Hoje estou triste e resfriado. Não sei se triste porque resfriado ou vice-versa. Talvez ontem à noite apanhasse um golpe do vento frio da melancolia. Agora, no céu azul-irremissível voejou uma andorinha sem pousar para o dizer o meu segredo, gratuita, gratuita. Mas, pense bem, porque azul é o céu devo dizer que Deus é azul?

Não. No fundo sempre impliquei com a andorinha que esvoaça indiferente e nem para à minha janela para dizer-me nunca mais. Hoje, nada de andorinhas! Abaixo o sentimentalismo sem vergonha dos artistas. Abaixo as imagens poéticas, que prometem desvendar um segredo que não existe. Hoje estou triste e resfriado, não suporto imagem poética. Hoje caí doente de uma tristeza que a música não cura.

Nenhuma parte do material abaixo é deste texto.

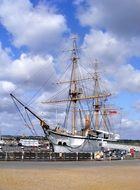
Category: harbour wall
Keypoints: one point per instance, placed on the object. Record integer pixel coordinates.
(51, 156)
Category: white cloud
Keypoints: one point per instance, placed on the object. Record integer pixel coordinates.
(130, 129)
(119, 17)
(6, 86)
(31, 26)
(113, 54)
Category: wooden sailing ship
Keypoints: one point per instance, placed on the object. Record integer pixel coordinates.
(89, 129)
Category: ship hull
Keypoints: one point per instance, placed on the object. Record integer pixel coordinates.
(73, 143)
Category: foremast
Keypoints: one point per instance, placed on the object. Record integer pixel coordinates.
(73, 92)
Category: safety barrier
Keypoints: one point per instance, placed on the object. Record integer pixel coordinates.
(51, 156)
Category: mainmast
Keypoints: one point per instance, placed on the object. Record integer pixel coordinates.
(97, 93)
(73, 92)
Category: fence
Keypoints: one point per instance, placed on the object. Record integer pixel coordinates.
(51, 156)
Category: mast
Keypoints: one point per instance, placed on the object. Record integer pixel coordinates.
(97, 103)
(73, 87)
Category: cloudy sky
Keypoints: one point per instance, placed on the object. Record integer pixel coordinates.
(33, 35)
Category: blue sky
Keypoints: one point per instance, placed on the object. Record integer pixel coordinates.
(33, 34)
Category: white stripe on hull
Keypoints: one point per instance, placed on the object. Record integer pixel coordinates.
(69, 143)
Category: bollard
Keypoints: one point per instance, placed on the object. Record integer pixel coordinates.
(91, 156)
(77, 156)
(6, 156)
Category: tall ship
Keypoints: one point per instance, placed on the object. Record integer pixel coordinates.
(86, 125)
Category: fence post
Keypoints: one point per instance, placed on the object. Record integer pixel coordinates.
(77, 156)
(91, 156)
(22, 157)
(6, 156)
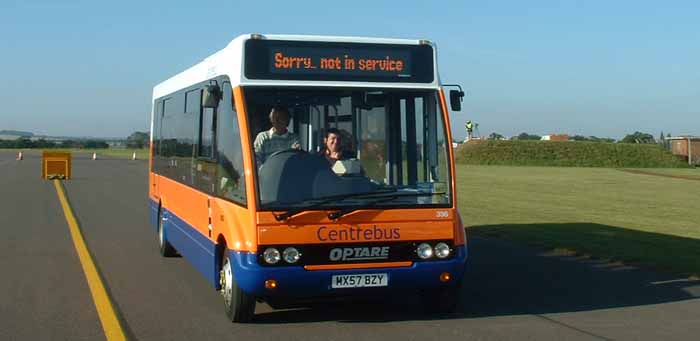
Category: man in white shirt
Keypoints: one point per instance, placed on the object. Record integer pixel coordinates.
(277, 138)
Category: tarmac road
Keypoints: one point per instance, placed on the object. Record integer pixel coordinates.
(510, 292)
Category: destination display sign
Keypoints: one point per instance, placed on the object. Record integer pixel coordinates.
(290, 60)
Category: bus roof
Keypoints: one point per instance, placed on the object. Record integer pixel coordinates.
(230, 62)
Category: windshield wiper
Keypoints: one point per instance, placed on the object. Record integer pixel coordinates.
(317, 202)
(337, 214)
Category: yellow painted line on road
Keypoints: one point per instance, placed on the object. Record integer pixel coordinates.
(105, 310)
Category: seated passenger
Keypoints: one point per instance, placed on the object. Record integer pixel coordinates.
(332, 146)
(277, 138)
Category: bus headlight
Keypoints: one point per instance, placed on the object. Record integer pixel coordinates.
(424, 251)
(442, 250)
(291, 255)
(271, 255)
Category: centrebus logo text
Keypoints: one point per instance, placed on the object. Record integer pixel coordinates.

Hoje, para ser franco de uma vez, queria ser apenas um retrato. Ficar quieto na parede, olhando a agitação dos outros, melhor que ficar triste e resfriado e, fora disso, permanecer em tédio ou esperança descabida. Hoje queria ser um retrato a óleo com uma data muito antiga, emoldurado em madeira envernizada. Inútil como a espada de meu avô, silente, misterioso e frio como o assoalho dos mares, de bigodes imensos e nostálgicos como todo retrato a óleo que se preze. Pelo menos, ninguém exigiria de mim o entusiasmo que não tenho, nem eu mesmo. Ninguém acharia impertinente meu silêncio porque é justamente próprio dos retratos o silêncio liso e o cansaço. Pelo menos não teria que assegurar para o futuro a subsistência do corpo e da alma, a vida mínima que se exige de um cidadão incorporado à enfadonha colmeia social.

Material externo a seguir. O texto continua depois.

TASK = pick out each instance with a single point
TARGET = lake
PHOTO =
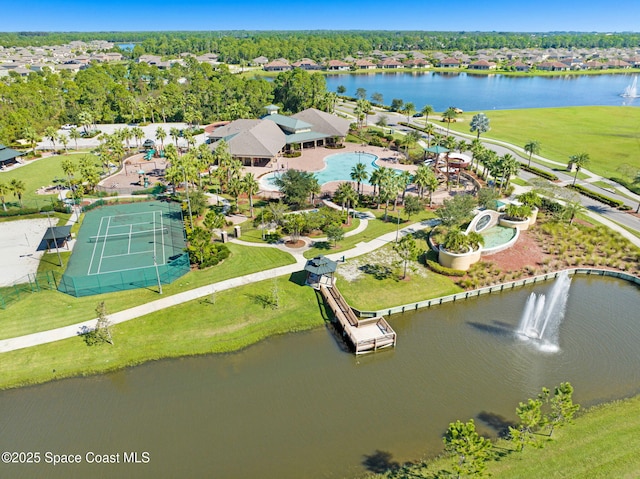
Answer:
(488, 92)
(299, 406)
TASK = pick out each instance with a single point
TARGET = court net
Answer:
(153, 233)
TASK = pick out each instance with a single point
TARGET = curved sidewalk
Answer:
(77, 329)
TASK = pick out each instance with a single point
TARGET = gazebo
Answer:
(320, 272)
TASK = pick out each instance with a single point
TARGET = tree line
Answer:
(239, 46)
(138, 93)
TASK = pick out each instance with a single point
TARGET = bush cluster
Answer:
(597, 196)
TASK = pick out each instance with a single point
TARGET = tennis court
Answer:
(127, 246)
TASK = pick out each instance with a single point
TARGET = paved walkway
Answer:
(70, 331)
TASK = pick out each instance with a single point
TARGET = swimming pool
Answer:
(337, 168)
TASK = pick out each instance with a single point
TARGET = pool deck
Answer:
(312, 159)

Mas eu sei que nunca poderei ser um retrato: falta-me paciência, severidade e know-how. No fim de tudo, meus olhos fugiriam pela janela à procura do voo leviano das andorinhas, meus amigos se ririam, ora essa, logo ele, um retrato...

Não, estou burro demais, não serei um retrato. Prefiro, em vez disso, redigir a minuta do manifesto da burrice, nestes termos:

Só a burrice é infatigável. 

Só a burrice desconhece limites.

A burrice, ao que tudo indica, é a inteligência do futuro.

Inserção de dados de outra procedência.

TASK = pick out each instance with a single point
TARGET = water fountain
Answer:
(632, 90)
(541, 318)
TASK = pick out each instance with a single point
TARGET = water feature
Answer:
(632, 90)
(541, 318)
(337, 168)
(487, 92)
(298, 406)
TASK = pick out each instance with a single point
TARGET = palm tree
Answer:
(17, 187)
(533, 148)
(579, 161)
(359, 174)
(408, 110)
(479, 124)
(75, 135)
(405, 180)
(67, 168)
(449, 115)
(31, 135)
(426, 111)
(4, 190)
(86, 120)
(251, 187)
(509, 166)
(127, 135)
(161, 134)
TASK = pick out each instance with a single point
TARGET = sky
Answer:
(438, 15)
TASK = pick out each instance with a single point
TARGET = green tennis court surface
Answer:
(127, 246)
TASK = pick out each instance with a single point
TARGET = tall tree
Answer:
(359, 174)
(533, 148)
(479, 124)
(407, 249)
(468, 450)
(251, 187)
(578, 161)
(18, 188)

O burro não carece nem de técnica nem de inspiração — está acima destas querelas vãs.

A burrice, resfriada, constipada, há de dominar o mundo.

Sou burro, logo existo.

O burro é sadio, o burro é forte, o burro é burro.

O burro é essencialmente dinâmico.

Colombo descobriu um mundo novo porque era burro, graças a Deus.

A lenda da invenção da roda é um símbolo perfeito da capacidade progressista e civilizadora do burrismo.

O burro de Buridan sempre manteve uma atitude de altiva superioridade perante os filósofos que discutem sobre ele.

O burrismo é a compreensão da opacidade universal.

Inverter os valores, pois a burrice não perturba a digestão do mundo.

*

Sou burro, não sou um retrato. Um burro completamente triste e resfriado pouco antes do crepúsculo. Sempre a bola que bate na parede e volta às mãos do menino, sempre os vulpinos, as estrelas, o corvo, os seixos, o João Sebastião, o Ariel, o Noel, as duas fomes do corpo, a hipertensão, as andorinhas...

Cansadíssimo. A simples existência comercial dos calendários me dá uma vontade burríssima de dormir.

Hoje sou deficitário, noturno, pessimista. Um resfriado. Amanhã, talvez... À custa de aspirina e outros oportunos disfarces. Hoje não.